今聴いてもグッと来るし、もともとお爺ちゃんに向けてひと晩で書いた曲で......どんどん曲の本質よりも、その方法論が大事になっている傾向があるけど、「ダディ・ダーリン」は人にどんなふうに思われても関係ない、フロアにおうかがいを立てない曲なんですよ。振り返れば震災で免疫をつけさせられて、今度はコロナがきて、誰とも触れちゃいけなくなって、今バンドマンは試されていると思っているんです。やり玉にあげられて、現場を奪われて、さぁどうするって。そういう状況の中でこの曲があって良かったと思います。自分も救われたし、この曲がなければNHKで演奏することもなかったから。
-それで今作『VINTAGE』は7月15日にリリースされるわけですが、このタイミングで出すことにためらいはありました?
いやぁ、すげぇ迷いました。結局少しだけ遅らせてもらったんですよ。多くの人のマインドが明らかに変わった今音楽の聴き方も変わったと思ったから。ただ、録ったものを数ヶ月寝かせたら鮮度が落ちるし、全曲コロナ以前に書いたものなので、鮮度のほうを選びました。でも、アルバムの選曲に関してはコロナで自粛し始めた頃なんですよ。前のアルバム(2017年リリースの『FREAKY』)以降に3枚のシングル(『風林花山』、『カモメトサカナ』、『FLARE/Fire』)をリリースしたけど、表題曲は今作に1作品しか入ってなくて。
-それも珍しいパターンですよね(笑)。
ははははは(笑)。リリックでいろんな奇跡が起きてて、こっち(カップリング)の曲のほうがいいなって。
-今の時代性や作品のトータル感も踏まえた選曲になったと。
そうそう。そうなると「風林花山」、「カモメトサカナ」は選曲から自然と漏れたんですよ。
-今作はシングル収録曲で試みた挑戦や遊び心もいいフックをもたらしてて、作品全体のトータル感も素晴らしいですね。
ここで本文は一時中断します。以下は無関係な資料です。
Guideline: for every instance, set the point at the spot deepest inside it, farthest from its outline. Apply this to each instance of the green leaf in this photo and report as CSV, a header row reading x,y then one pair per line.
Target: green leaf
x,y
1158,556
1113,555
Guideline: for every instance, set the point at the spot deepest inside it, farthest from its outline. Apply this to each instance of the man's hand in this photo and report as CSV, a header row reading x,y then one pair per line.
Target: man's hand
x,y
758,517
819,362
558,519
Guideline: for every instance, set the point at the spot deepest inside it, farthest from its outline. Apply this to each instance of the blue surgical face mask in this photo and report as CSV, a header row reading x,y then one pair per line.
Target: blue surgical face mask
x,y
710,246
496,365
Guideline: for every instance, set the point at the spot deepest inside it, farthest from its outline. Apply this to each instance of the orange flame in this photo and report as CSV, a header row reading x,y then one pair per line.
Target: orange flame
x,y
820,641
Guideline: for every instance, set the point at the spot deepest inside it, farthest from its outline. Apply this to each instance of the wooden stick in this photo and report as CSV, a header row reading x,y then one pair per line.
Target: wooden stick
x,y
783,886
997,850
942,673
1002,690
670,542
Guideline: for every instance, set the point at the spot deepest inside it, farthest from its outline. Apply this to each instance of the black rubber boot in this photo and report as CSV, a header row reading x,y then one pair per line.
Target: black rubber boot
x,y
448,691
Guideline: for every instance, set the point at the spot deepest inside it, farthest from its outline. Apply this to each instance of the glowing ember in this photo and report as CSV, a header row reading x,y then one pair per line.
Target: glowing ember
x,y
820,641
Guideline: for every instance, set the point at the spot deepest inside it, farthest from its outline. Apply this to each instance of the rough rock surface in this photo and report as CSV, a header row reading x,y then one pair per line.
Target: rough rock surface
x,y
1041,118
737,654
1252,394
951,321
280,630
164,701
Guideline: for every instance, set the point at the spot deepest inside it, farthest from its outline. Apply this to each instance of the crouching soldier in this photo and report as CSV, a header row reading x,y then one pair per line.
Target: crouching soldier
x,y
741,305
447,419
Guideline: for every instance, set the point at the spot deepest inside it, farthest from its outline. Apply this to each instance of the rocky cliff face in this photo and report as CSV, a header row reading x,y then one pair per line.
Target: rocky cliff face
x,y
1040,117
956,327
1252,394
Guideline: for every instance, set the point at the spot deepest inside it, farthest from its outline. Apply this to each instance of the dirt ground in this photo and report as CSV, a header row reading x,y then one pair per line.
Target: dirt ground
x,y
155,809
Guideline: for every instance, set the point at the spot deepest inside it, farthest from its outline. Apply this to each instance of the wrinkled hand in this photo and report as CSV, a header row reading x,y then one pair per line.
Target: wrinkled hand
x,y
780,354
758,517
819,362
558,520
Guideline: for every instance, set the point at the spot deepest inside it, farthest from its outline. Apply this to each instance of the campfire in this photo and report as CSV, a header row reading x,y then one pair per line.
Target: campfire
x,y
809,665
自分でもトータルのバランスはいいと思う。若干暗めかなと思うけど、今の自分たちがそうなんだから、無理して明るめの曲を入れても仕方ないので。いいアルバムができたと思ったから、"VINTAGE"というアルバム名にしたんですよ。今もいつかは懐かしくなるわけで、その中でも光り続けるものはヴィンテージと称されると思うから。今俺らができるベストを出せたなと感じます。昔はこうじゃなきゃダメというものがあったんですよ。それを取っ払うことで一本化できた珍しいパターンかもしれない。作らなきゃといって作った曲はあまりないんですよ。
-昔はNGにしていた項目というと?
レゲエが入ってないとダメとか、そういうふうに思っていたから。でも、レゲエ好きは癖として曲に出るだろうから、それで十分かなと。レゲエという表現手法にこだわると縛られますしね。小手先でレゲエをやっても意味がないし、柔らかいアプローチでも、ちゃんと闘っている声だったり、そういうものを出したかったから。